В последние годы на Западе было модным течение в живописи, которое получило название «поп»-искусства (от слова «популярное»). Английский художник Ричард Гамильтон расшифровал содержание, вкладываемое в этот термин: популярность, то есть расчет на самую широкую публику; недолговечность; без такого искусства можно обойтись; массовость производства; живость, чувственность, изобретательность и эффективность изображения. Комментируя это определение «поп»-искусства, шведская газета «Стокгольмс тиднинген» писала осенью 1963 года, что оно воплощает все качества цивилизации «универсального магазина», подчиненной чисто потребительским целям, и что представители такого искусства «не считают себя духовными партизанами, которые борются против недостатков эпохи и общества».
Это «открытие» западных живописцев является, судя хотя бы по приведенным выше словам Г. Оверстрита, давнишним и азбучным правилом для тех кинематографистов, которые стремятся неукоснительно переносить зрителей из реальной жизни в некий вымышленный мир. Любопытно в этой связи заявление видного американского киноведа Джильберта Селдеса, которое он сделал на страницах печати еще в 1956 году: «Мне хотелось бы думать, что кино столь любимо всеми потому, что оно является тонкой и сложной формой искусства, но я не могу этого доказать. И поэтому я предлагаю другое объяснение: кино любимо потому, что оно является лучшей формой беллетристики, в которой предвосхищаются все потребности зрителя прежде, чем он их осознает, — в каком-то смысле такой метод предполагает выполнение всей работы за зрителя, что доставляет ему в высшей степени приятное ощущение божественной свободы».

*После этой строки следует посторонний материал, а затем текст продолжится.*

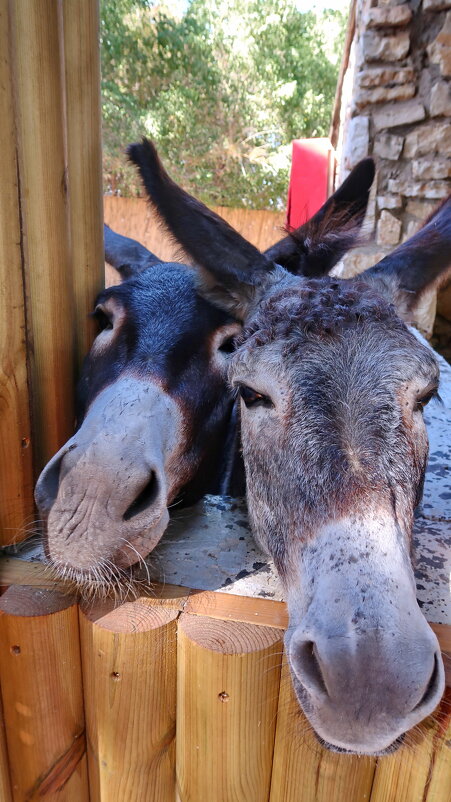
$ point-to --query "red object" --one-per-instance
(311, 178)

Конечно, было бы наивно отрицать значение так называемого развлекательного кино в происходящей битве идей. Вызываемое его фильмами «ощущение божественной свободы» от действительности, о которой образно писал Селдес, имеет чаще всего определенную и далеко не «божественную» подоплеку. Даже авторы официального проспекта «Кинематография Соединенных Штатов Америки», изданного Американской киноассоциацией и Ассоциацей кинопродюсеров, вынуждены были признать: «Фильмы под маской развлечения могут быть использованы в качестве и добрых и злых сил».

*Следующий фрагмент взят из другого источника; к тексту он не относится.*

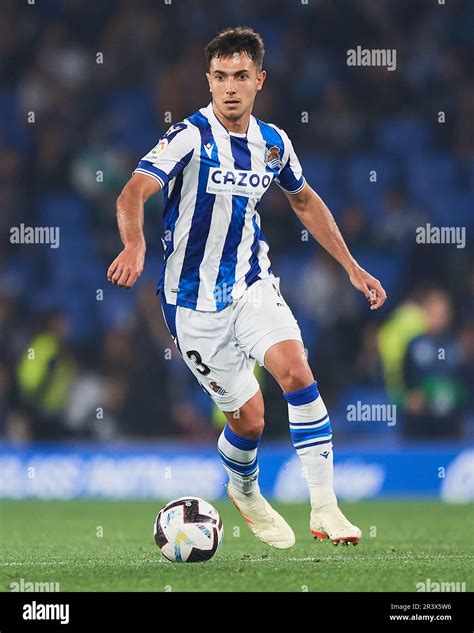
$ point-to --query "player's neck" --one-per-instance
(240, 126)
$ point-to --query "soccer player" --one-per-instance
(219, 296)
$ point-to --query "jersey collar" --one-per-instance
(218, 128)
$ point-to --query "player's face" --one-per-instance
(234, 81)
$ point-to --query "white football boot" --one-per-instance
(329, 522)
(263, 520)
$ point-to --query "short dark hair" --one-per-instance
(242, 39)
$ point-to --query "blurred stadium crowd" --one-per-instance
(85, 88)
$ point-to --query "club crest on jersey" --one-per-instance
(217, 388)
(272, 157)
(157, 151)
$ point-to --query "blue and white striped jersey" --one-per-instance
(213, 181)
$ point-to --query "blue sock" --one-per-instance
(239, 456)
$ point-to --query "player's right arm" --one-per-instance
(162, 163)
(128, 265)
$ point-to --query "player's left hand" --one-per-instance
(369, 286)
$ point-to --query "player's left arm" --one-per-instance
(320, 222)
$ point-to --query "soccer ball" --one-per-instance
(188, 530)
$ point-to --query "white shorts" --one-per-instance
(221, 348)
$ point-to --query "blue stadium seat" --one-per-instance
(357, 172)
(13, 128)
(403, 135)
(429, 175)
(366, 395)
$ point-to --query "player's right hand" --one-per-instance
(127, 266)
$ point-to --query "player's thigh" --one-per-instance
(207, 344)
(264, 318)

Вот именно, могут быть! А каким силам служит массовая продукция того же Голливуда, косвенно ответили сами составители проспекта. «Если миллионы девушек осаждают парикмахерские, желая сделать себе такую же прическу, как у актрисы Одри Хепберн, если мужчины охотятся за таким же материалом на пальто, какое носит Грегори Пек, если домохозяйки на всех континентах одинаково обставляют свои гостиные, — значит наши фильмы понравились», — с удовлетворением констатируют они. И немного дальше приводят факт совсем иного рода, который проливает свет на истинное назначение развлекательных кинокартин, продуманно рассчитанных на обывательское восприятие и преклонение перед внешней позолотой: «О роли американских фильмов в качестве глашатая идеалов нашего общества (подчеркнуто мной. — А. К.) неоднократно высказывались различные политические деятели. Очень типично следующее заявление, сделанное Стентоном Гриффисом, который после второй мировой войны был послом США в четырех странах: «Вы не можете себе представить, какую важную роль играли фильмы в моей работе. Я нисколько не солгу, если скажу, что во многих случаях добивался лучших результатов с помощью фильмов, чем с помощью дипломатии».